The admission ECG showed sinus tachycardia (125 beats/min) with a few supraventricular premature beats, QRS interval widening of 150 ms resembling right bundle branch block (RBBB), and a prolonged QT interval (QT 360, corrected QT (QTc) 520 ms). ST segment elevation was noted in the left limb leads (I, aVL) (fig 1). After 16 hours, a new ST segment elevation was noted in precordial leads V1 and V2. Serial ECGs showed abnormal ventricular repolarisation characterised by ST elevation and T wave inversion in right precordial leads, mimicking a current of anteroseptal subepicardial injury, which persisted for four days. The QTc returned to normal on the third day. QRS duration remained > 100 ms until the fourth day. The terminal 40 ms of the frontal plane QRS vector (T40ms) was > 120° for seven days, while incomplete RBBB was evident for eight days. Supraventricular ectopy lasted for only two hours from initial presentation, and ventricular arrhythmias were never recorded. ECG at discharge from the intensive care unit was normal (fig 1).

Figure 1

Serial ECGs recorded during hospitalisation. Admission ECG shows abnormal atrial and ventricular repolarisation. PR segment is depressed in II, III, aVF, V2 to V6 (small arrows), whereas ST segment elevation is evident in I and aVL (large arrows) with reciprocal ST depression in II, III, aVF, and V3 to V6 (arrowheads). The initial alterations do not exist in the second ECG, but new ST elevation with T wave inversion is obvious in V1 to V3 (large arrows). These become more prominent over time and persist for four days.
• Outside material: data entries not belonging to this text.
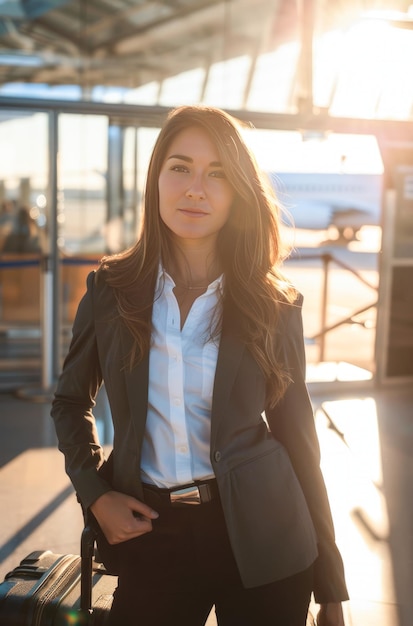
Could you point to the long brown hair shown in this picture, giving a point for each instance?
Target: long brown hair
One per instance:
(249, 246)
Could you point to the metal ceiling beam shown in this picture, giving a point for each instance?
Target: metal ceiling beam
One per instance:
(154, 116)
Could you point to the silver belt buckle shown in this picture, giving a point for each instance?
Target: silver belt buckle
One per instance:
(188, 495)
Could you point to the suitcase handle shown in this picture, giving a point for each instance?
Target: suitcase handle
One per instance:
(87, 547)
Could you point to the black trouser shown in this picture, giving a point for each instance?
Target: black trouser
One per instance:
(175, 574)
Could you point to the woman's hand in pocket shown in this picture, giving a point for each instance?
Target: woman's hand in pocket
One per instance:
(122, 517)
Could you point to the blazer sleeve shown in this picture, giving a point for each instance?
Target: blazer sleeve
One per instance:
(73, 404)
(292, 423)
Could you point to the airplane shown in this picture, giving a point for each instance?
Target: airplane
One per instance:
(344, 202)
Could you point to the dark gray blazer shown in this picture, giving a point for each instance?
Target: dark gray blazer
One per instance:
(272, 490)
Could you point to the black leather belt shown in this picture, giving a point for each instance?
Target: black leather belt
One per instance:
(195, 493)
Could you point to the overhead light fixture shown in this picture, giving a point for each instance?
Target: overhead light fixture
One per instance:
(20, 60)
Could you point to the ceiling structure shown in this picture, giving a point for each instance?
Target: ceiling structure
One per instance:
(132, 43)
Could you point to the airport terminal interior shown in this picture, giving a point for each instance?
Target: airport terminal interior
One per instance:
(326, 93)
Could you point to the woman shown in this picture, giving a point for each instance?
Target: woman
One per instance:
(213, 493)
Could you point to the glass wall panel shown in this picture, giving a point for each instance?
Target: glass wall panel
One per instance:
(82, 203)
(23, 215)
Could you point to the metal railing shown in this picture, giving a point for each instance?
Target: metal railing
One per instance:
(327, 259)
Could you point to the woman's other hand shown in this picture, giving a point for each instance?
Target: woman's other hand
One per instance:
(330, 615)
(122, 517)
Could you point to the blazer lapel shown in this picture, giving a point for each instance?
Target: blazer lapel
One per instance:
(137, 381)
(230, 352)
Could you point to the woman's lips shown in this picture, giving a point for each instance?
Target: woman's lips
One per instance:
(193, 212)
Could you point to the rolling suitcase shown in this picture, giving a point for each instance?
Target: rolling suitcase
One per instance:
(49, 589)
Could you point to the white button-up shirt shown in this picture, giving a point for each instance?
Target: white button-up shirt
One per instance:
(182, 363)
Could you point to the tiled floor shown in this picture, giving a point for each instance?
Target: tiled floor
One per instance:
(366, 441)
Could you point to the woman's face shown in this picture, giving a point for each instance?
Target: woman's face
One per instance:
(195, 196)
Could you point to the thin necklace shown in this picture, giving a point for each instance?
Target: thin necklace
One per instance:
(190, 288)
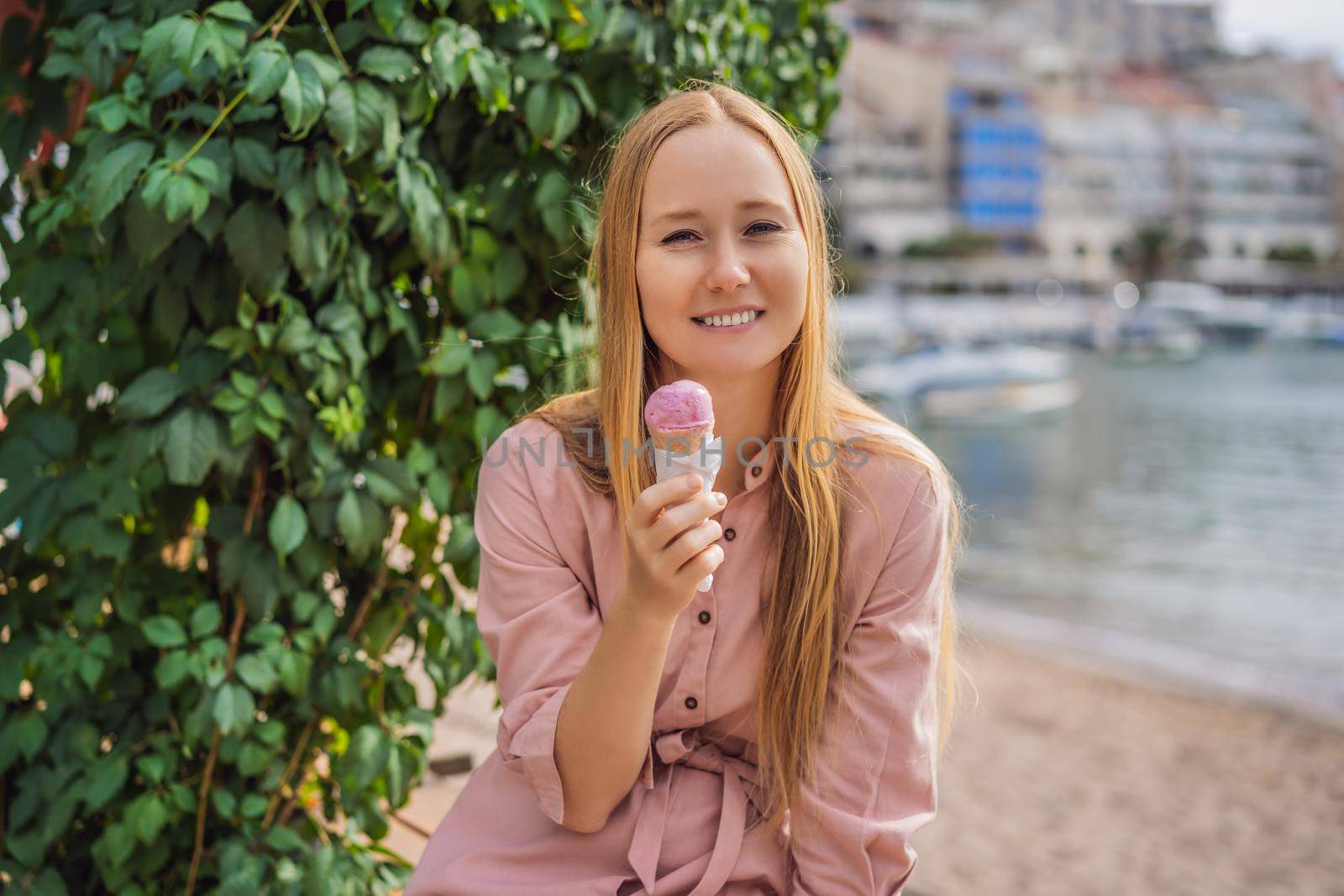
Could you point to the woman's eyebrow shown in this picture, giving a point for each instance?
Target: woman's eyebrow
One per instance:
(683, 214)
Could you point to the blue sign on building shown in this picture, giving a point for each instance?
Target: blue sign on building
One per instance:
(998, 155)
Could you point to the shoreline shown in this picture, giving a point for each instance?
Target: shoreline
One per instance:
(1068, 775)
(1068, 781)
(1148, 663)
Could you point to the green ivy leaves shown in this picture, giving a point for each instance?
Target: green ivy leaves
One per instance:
(323, 262)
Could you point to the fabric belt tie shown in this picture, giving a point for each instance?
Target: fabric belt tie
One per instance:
(739, 786)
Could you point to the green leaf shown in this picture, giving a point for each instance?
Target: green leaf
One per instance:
(252, 761)
(161, 39)
(233, 9)
(355, 116)
(389, 63)
(295, 671)
(257, 672)
(234, 708)
(255, 241)
(268, 69)
(185, 194)
(151, 394)
(366, 757)
(255, 161)
(309, 244)
(206, 620)
(480, 374)
(112, 177)
(302, 97)
(390, 481)
(360, 521)
(148, 815)
(165, 631)
(288, 526)
(495, 324)
(192, 446)
(172, 669)
(104, 781)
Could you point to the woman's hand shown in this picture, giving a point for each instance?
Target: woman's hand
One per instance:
(671, 542)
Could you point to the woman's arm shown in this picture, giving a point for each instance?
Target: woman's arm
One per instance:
(606, 720)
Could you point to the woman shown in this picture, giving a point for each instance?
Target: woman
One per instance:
(777, 732)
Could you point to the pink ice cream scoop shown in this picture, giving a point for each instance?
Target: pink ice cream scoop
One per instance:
(683, 405)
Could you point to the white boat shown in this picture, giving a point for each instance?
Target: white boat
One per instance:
(1218, 316)
(963, 385)
(1142, 336)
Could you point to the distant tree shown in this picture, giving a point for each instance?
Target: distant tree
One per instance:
(1149, 253)
(958, 244)
(1303, 253)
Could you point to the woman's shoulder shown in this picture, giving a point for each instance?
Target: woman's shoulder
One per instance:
(893, 486)
(886, 458)
(531, 452)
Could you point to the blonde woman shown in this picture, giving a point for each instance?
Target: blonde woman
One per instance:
(779, 732)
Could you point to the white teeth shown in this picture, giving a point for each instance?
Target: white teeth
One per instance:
(730, 320)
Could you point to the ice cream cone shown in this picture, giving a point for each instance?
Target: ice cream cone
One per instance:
(682, 441)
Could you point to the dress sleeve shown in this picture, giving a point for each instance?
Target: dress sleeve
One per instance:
(875, 779)
(533, 611)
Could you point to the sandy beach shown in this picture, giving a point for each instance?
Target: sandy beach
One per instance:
(1062, 779)
(1072, 782)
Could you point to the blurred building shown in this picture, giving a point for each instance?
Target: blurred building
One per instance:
(1055, 130)
(887, 148)
(1115, 31)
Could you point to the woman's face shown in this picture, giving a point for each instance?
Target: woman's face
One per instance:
(721, 254)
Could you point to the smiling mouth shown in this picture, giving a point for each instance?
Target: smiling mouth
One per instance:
(726, 322)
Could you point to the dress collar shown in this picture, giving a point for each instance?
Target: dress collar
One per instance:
(759, 466)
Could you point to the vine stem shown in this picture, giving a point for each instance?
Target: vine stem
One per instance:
(289, 770)
(284, 18)
(331, 38)
(214, 125)
(234, 637)
(203, 797)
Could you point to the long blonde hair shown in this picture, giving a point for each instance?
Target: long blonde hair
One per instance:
(803, 617)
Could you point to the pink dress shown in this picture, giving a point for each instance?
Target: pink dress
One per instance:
(550, 569)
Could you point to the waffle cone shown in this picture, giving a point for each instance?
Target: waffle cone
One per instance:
(680, 441)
Serial cross sectional colour echo Doppler evaluation revealed no abnormalities. In particular global and segmental kinesis of both ventricles were normal and there was no evidence of pericardial effusion. Myocardial enzymes (creatine kinase (CK), CK isoenzyme MB, troponin T) and electrolytes were normal.
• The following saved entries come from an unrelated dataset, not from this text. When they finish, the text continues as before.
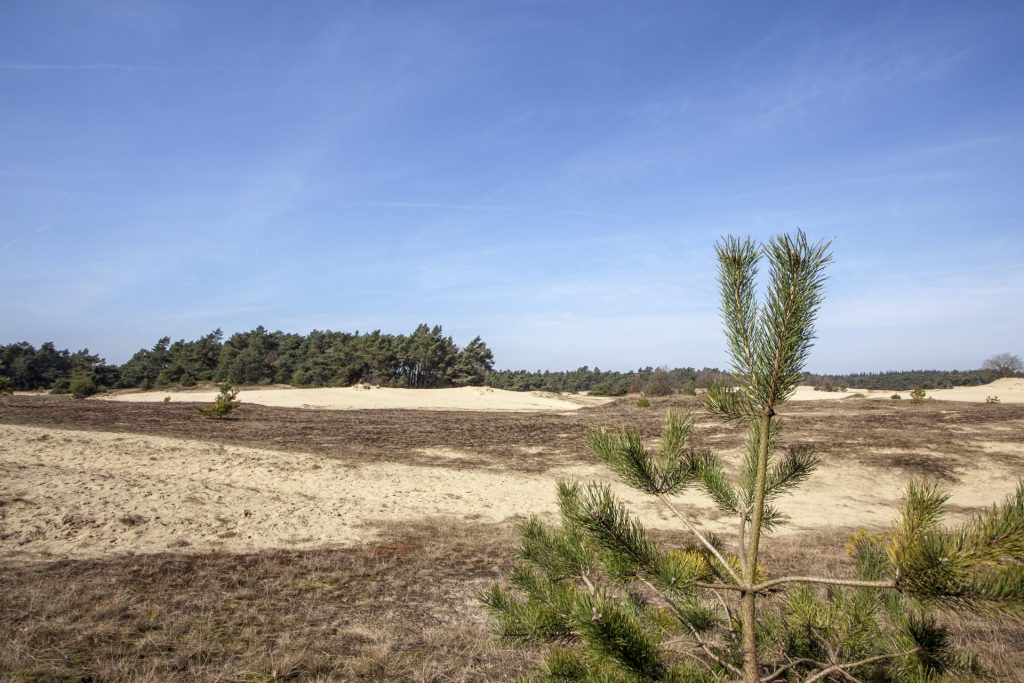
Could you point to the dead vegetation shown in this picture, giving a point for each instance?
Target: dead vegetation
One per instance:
(930, 438)
(403, 607)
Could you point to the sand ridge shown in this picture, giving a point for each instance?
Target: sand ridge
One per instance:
(363, 396)
(1008, 390)
(92, 494)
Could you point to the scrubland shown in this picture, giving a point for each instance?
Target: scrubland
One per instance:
(139, 541)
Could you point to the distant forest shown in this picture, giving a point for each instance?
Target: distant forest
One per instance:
(424, 358)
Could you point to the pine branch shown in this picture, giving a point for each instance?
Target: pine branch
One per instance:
(700, 537)
(862, 663)
(824, 581)
(711, 476)
(737, 281)
(796, 291)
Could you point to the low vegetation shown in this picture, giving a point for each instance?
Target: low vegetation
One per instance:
(225, 401)
(609, 603)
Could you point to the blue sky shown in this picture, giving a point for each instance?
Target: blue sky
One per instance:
(550, 175)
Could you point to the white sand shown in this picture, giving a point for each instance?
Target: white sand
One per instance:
(369, 397)
(1008, 390)
(82, 494)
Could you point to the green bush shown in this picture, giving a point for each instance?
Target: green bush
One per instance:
(60, 385)
(83, 383)
(605, 601)
(222, 406)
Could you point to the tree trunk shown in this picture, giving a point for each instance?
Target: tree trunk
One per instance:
(748, 600)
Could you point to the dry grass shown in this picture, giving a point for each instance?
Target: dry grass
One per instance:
(403, 608)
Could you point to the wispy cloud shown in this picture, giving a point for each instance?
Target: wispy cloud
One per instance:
(477, 207)
(107, 67)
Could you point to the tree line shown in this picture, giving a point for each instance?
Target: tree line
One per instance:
(905, 380)
(651, 381)
(424, 358)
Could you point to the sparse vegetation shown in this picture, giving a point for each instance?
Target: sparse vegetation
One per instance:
(1004, 365)
(396, 609)
(83, 383)
(612, 605)
(222, 406)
At presentation, serum amitriptyline (4880 ng/ml) greatly exceeded the upper limit of the therapeutic range (300 ng/ml). After 16 hours serum amitriptyline was decreased to 1310 ng/ml and remained constant for some days, gradually falling towards therapeutic concentrations by day 10 (1324 day 2; 1108 day 5; 653 day 7; 322 day 10).
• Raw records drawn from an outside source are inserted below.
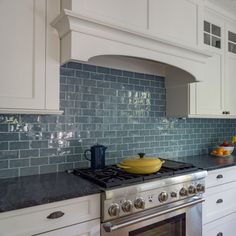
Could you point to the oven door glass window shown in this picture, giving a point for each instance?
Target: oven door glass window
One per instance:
(175, 226)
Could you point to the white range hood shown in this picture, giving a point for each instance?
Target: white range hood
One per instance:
(83, 38)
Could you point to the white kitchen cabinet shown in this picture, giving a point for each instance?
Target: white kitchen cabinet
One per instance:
(112, 11)
(209, 92)
(222, 227)
(79, 216)
(174, 21)
(219, 208)
(213, 96)
(91, 228)
(230, 68)
(29, 57)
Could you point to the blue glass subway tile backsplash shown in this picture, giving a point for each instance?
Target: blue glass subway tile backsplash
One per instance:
(123, 110)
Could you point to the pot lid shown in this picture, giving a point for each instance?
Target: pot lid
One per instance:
(141, 161)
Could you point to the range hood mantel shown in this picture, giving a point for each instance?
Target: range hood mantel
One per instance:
(83, 38)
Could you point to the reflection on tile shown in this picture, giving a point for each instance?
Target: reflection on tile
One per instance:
(123, 110)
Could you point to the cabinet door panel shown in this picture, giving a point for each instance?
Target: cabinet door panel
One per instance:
(90, 228)
(230, 85)
(174, 20)
(209, 91)
(22, 46)
(219, 201)
(225, 225)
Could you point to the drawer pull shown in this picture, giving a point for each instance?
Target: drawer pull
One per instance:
(56, 215)
(219, 176)
(219, 200)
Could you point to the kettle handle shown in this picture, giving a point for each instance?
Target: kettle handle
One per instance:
(85, 154)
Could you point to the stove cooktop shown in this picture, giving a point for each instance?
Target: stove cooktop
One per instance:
(112, 176)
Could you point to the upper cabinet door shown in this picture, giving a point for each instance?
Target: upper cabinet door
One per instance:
(230, 70)
(174, 20)
(22, 49)
(29, 54)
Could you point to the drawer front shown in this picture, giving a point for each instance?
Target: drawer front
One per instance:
(34, 220)
(90, 228)
(221, 176)
(223, 227)
(219, 201)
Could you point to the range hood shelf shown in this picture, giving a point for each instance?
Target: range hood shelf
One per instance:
(83, 38)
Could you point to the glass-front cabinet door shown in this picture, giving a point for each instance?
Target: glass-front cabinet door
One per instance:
(212, 34)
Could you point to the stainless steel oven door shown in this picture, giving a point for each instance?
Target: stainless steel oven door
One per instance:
(177, 219)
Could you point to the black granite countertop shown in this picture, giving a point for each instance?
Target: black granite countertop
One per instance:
(22, 192)
(208, 162)
(17, 193)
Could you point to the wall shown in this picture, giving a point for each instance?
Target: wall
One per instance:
(120, 109)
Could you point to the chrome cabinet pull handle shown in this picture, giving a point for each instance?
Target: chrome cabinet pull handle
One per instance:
(219, 200)
(219, 176)
(55, 215)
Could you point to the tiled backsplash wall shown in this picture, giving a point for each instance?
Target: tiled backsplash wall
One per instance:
(120, 109)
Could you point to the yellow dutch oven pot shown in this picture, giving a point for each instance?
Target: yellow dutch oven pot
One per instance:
(141, 165)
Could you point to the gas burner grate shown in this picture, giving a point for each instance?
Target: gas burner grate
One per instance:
(113, 176)
(178, 167)
(110, 176)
Our patient had clinical features of severe antidepressant drug intoxication. ECG abnormalities such as sinus tachycardia, notably widened QRS interval resembling RBBB, T40ms > 120°, and prolonged QTc are usual in these patients.1 2 However, pronounced ECG alterations concerning the repolarisation of atria and ventricles resembling acute infarction are not only unusual3 4 but to our knowledge have never been simultaneously registered in a patient. In addition, migrating ST elevation to another territory with abnormally inflected T wave also mimicking subepicardial injury has never been reported before. The excessively increased amitriptyline serum concentrations contributed to the appearance of these unusual ECG abnormalities.